A steep decline in Catholic marriages in the U.S. over the past few decades is underscoring the need for “proactive” marriage support in the Church.
Data obtained by EWTN News from the Official Catholic Directory shows a major drop-off in U.S. Catholic marriage, from about 267,000 in the year 2000 to just 111,718 in 2024, a decline of nearly 60%.
The drop is even starker when compared with midcentury numbers: In 1970 there were about 426,000 Catholic marriages in the United States, compared with about 108,000 in 2025, a roughly 75% drop-off, though the 2025 numbers are still provisional.
Those declines have come even as the total number of Catholics in the U.S. has risen, from about 47.8 million Catholics in 1970 to 68 million last year.
‘Broader societal factors’ contribute to drop-off
Christian Meert, the founder and president of the Colorado-based Agape Catholic Ministries, told EWTN News that society is “not moving in the ‘marriage direction.’”

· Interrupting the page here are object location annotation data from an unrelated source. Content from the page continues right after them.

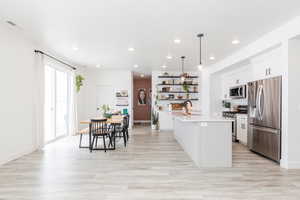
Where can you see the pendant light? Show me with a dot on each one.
(200, 36)
(183, 75)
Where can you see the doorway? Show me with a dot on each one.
(142, 93)
(57, 101)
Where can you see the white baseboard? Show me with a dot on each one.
(16, 156)
(293, 165)
(284, 163)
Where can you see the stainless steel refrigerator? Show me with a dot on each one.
(264, 112)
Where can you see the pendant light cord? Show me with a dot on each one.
(200, 35)
(182, 64)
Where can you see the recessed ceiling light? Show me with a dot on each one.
(11, 23)
(131, 49)
(75, 48)
(200, 67)
(235, 41)
(169, 57)
(177, 41)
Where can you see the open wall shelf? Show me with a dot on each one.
(179, 92)
(177, 99)
(188, 77)
(177, 84)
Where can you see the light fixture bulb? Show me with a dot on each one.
(75, 48)
(235, 41)
(177, 41)
(212, 58)
(131, 49)
(200, 67)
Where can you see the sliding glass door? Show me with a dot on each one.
(57, 101)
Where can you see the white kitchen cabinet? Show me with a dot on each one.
(242, 128)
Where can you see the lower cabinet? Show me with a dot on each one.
(242, 125)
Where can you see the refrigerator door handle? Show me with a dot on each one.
(258, 101)
(261, 105)
(275, 131)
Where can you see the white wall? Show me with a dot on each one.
(16, 102)
(293, 150)
(117, 79)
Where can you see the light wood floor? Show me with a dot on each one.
(153, 166)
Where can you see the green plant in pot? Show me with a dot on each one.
(79, 82)
(155, 119)
(186, 88)
(106, 111)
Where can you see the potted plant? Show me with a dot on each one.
(79, 82)
(155, 120)
(105, 111)
(186, 88)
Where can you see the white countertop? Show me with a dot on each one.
(199, 118)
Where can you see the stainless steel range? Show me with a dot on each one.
(242, 109)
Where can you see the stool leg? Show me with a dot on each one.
(80, 140)
(104, 143)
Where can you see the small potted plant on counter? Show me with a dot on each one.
(186, 88)
(155, 120)
(105, 109)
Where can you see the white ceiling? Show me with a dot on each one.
(103, 30)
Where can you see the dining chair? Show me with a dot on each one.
(122, 131)
(99, 128)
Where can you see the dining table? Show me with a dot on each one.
(114, 121)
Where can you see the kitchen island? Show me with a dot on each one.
(207, 140)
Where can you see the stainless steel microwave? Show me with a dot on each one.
(238, 92)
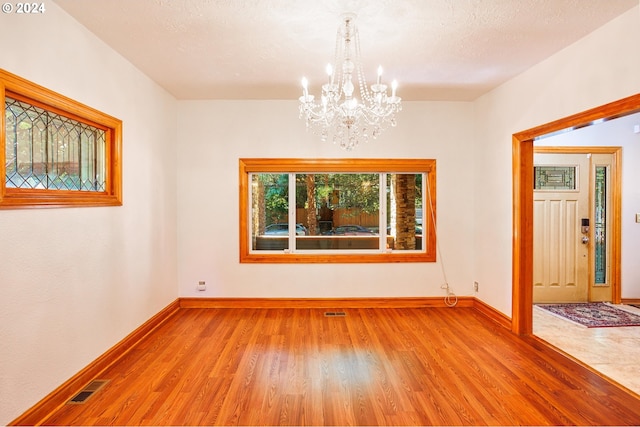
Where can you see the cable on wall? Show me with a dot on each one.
(450, 298)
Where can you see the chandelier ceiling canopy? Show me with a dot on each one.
(342, 114)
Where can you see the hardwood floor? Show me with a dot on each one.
(382, 366)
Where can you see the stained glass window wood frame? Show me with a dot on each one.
(61, 191)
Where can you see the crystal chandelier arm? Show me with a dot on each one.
(340, 115)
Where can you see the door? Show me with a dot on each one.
(576, 198)
(560, 243)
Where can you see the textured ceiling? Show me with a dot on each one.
(259, 49)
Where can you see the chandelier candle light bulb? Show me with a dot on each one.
(340, 115)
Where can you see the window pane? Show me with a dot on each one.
(269, 212)
(404, 211)
(338, 211)
(47, 151)
(600, 232)
(554, 178)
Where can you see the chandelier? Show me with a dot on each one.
(340, 115)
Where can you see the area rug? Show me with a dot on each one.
(593, 315)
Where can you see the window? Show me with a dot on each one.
(364, 210)
(55, 151)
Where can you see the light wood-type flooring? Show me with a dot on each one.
(378, 366)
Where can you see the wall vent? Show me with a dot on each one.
(334, 314)
(87, 392)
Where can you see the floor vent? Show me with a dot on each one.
(87, 392)
(334, 314)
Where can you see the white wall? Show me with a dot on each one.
(213, 135)
(600, 68)
(74, 282)
(618, 132)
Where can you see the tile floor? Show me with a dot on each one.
(611, 351)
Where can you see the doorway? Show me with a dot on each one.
(523, 180)
(576, 252)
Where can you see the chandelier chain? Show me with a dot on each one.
(338, 114)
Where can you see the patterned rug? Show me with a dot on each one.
(593, 315)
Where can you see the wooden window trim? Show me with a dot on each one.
(247, 166)
(20, 198)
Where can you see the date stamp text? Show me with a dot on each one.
(23, 8)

Agape offers Catholic marriage preparation and enrichment as well as other services such as natural family planning instruction. Marriage prep, Meert argued, should offer “real relational skills, communication, finances, and faith integration” for couples on the verge of matrimony.

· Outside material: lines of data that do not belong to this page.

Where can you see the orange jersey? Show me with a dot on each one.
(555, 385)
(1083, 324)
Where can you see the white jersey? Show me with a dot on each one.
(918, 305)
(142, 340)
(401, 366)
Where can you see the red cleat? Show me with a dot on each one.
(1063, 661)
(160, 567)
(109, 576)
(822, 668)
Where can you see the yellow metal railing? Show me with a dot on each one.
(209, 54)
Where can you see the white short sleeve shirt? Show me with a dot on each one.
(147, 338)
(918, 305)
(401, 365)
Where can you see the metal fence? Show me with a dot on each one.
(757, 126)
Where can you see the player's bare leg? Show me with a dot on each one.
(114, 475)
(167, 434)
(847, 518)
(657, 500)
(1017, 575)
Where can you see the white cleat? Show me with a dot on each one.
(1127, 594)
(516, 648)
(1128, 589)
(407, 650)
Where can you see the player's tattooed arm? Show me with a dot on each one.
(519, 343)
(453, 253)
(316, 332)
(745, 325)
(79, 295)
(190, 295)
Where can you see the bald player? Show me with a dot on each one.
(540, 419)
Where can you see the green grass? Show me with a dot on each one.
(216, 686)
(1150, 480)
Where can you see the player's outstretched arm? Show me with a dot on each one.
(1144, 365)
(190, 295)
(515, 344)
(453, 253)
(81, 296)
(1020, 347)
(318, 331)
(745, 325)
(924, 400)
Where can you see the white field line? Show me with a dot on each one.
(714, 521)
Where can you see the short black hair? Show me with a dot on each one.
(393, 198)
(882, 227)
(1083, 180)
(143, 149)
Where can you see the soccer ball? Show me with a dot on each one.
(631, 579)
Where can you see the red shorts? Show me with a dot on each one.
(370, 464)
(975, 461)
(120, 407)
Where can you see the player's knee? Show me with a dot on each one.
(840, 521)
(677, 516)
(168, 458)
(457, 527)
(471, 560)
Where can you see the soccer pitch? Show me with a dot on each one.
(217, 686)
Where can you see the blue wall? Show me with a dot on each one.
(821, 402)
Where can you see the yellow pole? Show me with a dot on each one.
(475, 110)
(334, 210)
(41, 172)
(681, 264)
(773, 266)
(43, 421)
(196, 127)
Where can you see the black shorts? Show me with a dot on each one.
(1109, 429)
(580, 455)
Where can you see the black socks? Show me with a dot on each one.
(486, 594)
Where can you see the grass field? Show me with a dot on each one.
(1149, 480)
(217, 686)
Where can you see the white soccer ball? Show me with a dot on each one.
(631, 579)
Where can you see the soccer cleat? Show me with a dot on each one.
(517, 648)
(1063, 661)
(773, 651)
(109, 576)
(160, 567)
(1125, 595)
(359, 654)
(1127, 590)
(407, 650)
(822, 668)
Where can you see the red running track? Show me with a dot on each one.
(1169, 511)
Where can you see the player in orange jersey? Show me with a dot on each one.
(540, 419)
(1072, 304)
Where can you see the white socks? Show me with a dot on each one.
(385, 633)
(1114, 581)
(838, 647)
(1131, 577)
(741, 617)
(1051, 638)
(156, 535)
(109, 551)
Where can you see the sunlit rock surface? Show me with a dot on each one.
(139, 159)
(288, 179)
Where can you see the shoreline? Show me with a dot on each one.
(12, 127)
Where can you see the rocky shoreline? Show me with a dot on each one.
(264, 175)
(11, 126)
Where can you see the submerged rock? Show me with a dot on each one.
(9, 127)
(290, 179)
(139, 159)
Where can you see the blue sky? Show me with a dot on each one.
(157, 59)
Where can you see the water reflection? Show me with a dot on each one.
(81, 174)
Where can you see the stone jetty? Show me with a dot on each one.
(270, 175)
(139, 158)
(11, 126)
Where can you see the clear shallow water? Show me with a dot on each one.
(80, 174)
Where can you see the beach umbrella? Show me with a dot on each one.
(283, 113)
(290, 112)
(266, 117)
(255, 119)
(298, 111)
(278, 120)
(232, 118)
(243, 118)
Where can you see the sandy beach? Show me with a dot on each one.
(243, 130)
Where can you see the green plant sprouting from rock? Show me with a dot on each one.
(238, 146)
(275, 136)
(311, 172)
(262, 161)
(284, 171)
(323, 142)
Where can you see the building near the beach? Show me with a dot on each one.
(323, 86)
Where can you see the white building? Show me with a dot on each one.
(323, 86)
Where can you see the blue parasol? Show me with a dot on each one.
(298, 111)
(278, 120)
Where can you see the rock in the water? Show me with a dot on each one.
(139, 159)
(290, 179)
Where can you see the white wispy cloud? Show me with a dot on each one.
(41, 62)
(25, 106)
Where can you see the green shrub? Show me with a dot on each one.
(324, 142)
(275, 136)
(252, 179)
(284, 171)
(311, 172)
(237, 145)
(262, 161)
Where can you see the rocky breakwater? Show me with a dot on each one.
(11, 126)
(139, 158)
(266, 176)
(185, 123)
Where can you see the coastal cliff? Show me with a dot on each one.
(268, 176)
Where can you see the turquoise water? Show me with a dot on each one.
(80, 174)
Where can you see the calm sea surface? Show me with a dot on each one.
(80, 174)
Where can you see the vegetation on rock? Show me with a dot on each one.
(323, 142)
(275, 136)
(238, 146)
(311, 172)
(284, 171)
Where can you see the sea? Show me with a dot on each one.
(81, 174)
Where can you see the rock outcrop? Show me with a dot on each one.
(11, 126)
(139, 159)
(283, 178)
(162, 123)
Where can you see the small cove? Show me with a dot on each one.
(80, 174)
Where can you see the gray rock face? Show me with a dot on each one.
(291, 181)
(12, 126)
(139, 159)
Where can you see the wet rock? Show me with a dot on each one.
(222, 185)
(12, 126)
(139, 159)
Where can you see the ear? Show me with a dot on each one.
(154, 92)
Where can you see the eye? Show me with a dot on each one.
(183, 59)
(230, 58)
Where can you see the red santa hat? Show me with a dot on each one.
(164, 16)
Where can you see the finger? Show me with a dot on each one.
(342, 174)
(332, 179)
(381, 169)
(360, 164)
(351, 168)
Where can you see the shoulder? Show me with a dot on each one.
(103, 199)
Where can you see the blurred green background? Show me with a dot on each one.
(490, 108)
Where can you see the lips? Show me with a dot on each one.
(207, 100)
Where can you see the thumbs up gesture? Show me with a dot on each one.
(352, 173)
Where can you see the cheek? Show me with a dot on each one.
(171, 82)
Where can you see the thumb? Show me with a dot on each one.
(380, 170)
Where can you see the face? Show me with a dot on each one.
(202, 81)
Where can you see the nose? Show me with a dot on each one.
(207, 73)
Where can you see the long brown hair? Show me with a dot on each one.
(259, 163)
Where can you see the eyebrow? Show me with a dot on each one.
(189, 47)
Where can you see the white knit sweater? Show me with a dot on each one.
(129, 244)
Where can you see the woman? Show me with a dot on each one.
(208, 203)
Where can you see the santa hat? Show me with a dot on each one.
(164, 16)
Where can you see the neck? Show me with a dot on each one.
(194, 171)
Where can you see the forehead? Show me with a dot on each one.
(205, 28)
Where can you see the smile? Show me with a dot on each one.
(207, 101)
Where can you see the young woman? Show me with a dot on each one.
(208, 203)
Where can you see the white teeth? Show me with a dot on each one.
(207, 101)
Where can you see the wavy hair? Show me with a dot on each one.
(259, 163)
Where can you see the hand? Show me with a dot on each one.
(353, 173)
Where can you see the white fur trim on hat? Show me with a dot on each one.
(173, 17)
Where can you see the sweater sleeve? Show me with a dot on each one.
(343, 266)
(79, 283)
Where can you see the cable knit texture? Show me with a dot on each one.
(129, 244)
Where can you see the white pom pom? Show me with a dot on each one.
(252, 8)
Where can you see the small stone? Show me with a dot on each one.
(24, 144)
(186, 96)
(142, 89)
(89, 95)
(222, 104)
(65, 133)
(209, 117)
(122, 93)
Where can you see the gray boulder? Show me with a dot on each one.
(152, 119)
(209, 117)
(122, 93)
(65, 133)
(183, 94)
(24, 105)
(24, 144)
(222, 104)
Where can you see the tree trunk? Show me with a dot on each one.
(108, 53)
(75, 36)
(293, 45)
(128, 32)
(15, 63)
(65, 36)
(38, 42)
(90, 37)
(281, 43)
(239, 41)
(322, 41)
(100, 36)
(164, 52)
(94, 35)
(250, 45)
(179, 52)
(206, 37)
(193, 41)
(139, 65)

But various factors — including “delayed adulthood, high divorce rates, economic pressures, shifting priorities, rising individualism, the evolution of dating culture, [and] cohabitation” — have all helped drive marriage rates down, he said.

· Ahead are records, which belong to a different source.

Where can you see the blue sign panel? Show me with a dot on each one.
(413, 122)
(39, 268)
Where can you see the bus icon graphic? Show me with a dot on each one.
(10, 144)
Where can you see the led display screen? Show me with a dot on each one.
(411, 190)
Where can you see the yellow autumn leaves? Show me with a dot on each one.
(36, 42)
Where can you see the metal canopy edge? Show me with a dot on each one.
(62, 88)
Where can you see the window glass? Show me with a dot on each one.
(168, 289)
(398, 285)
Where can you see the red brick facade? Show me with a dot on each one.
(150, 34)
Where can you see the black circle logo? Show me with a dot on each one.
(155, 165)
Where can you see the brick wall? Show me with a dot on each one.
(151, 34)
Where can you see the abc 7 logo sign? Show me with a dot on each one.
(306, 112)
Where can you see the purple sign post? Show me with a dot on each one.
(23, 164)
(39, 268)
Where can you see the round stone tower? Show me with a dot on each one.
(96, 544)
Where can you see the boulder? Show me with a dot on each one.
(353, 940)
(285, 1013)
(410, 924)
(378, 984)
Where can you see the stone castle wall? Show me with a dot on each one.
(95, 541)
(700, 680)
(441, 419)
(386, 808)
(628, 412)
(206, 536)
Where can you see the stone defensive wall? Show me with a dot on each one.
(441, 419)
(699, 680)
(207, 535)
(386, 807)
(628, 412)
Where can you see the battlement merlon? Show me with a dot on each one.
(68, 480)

The Catholic marriage decline has occurred alongside a steep decline in marriage throughout society, Meert said, though the Catholic drop-off is “disproportionately larger.”
“Yes, society in general is not helping, politicians are not helping, secularization and cultural shifts have eroded social support for all religious institutions,” he pointed out.
But the Church can take “proactive steps” to help reverse the decline, he said, including fostering “community spaces where young adults can meet and form healthy relationships,” focusing on “individual marriage formation” rather than broad, “cheap” programs and engaging parish families to “accompany engaged couples during their marriage preparation and after.”
Church leaders make regular appeals for a healthier and more fruitful marriage culture. Pope Leo XIV in November 2025 urged the Roman Rota to avoid “false mercy” when considering marriage annulments, warning again on Jan. 26 against “pastoral decisions [on annulments] lacking a solid objective foundation.”
In 2024, meanwhile, the U.S. bishops announced the “Love Means More” initiative, one meant to “bring clarity and compassion” to issues surrounding love, marriage, and sexuality.
Still more efforts have come from the lay faithful. In 2025 Emily Wilson-Hussem and her husband, Daniël, launched a new Catholic dating app, “SacredSpark,” which Wilson-Hussem described as a place “where we can connect people who will build up the Church because they’ve entered into a sacramental marriage and will build up the family.”
The Life-Giving Wounds ministry, meanwhile — founded in 2020 by husband and wife Daniel and Bethany Meola — ministers to adult children of divorce, helping them overcome the pain and trauma of their parents’ divorces in order to strengthen their own marriages.
In a June 2025 homily, Pope Leo described marriage as “not an ideal but the measure of true love between a man and a woman,” one that is “total, faithful, and fruitful.”
“In the family, faith is handed on together with life, generation after generation,” the Holy Father said. “It is shared like food at the family table and like the love in our hearts.”
The marriage decline has even formed part of the secular discourse, as experts have warned that steep drop-offs in fertility in most of the developed world can be tied in part to declines in marriage rates and that policymakers who want to encourage more births should also be encouraging more marriages.
Meert, meanwhile, said Catholic families should be offering positive examples for young people to follow in the faith and in marriage.
He disputed the argument that “all the blame [can be put] on the clergy” for failing to transmit Catholic teaching to the faithful over the past few decades.
“What example are parents and grandparents giving to their children? How do they practice their faith? How do they transmit their faith?” he said. “When we see the rise in divorce, families not practicing their faith, not going to church, not active in their parishes — what can we expect?”
“We, the Church, the whole community of faithful, aren’t we all responsible?” he said.